Though she makes light of the situation by joking about it taking two years for her to pay off the bills associated with her first two dental surgeries and laughs about choosing to live with the third gap instead of spending more money on her mouth, I couldn't help but think...HOW? WHY? WHAT?
When speaking to Gigi about her experience, the 30-year-old told me that despite taking prenatal vitamins and eating as healthy as she could, "the first two became loose over time [during pregnancy] and eventually needed to be pulled due to the gums around them being swollen and inflamed," she said. "The third tooth broke while eating a hard candy and needed to be pulled afterwards."

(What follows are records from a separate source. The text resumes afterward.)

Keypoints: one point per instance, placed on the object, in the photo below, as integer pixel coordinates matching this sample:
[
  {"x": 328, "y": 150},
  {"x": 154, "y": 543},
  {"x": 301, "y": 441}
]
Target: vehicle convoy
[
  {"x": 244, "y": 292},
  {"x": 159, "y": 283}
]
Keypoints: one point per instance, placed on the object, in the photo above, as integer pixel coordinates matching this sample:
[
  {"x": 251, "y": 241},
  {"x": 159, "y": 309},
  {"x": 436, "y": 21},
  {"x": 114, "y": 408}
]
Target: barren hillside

This tracks with the medical insight offered to BuzzFeed by board-certified OB-GYN Dr. Christine Sterling, who shared: "One of the most common causes of tooth loss both in and out of pregnancy is periodontitis, a severe gum infection that, without treatment, can lead to loss of the bone that supports your teeth."
According to Healthline, periodontitis starts as gingivitis, an inflammation of the gums, and will cause the gum line to recede and create pockets between your gums and teeth. Often, these pockets will begin to house bacteria, deepening the infection, and leading to symptoms that include bleeding during flossing, bad breath, changes in your teeth's positioning, pain while chewing, and more.
Consider, for a moment, whether you've ever noticed a spec of blood on your floss string. Whether in its early stages or late, having some form of periodontal disease is quite common. In fact, the CDC reports that about 47.2% of adults over the age of 30 are experiencing this as we speak.
Coupled with this commonly found inflammation, Dr. Sterling added, "The hormones of pregnancy can increase inflammation in the gums and loosen the ligaments and bones that support the teeth, making them more prone to loss."
But there are preventative measures pregnant people can take. Dr. Sterling said, "Periodontitis can be prevented with regular brushing with fluoridated toothpaste, flossing, and periodic (at least every 6 months) professional cleanings and evaluations at the dentist."
For many in the comments section of Gigi's video, who are naturally bound to exist in one of the above demographics, news of tooth loss during pregnancy is a new concept.
And that's exactly why Gigi decided to share her story. "I believe that so little is openly known about pregnancy side effects because a lot of it is embarrassing to talk about," she said. "So if we aren't publicly talking about it, a lot will just be a secret."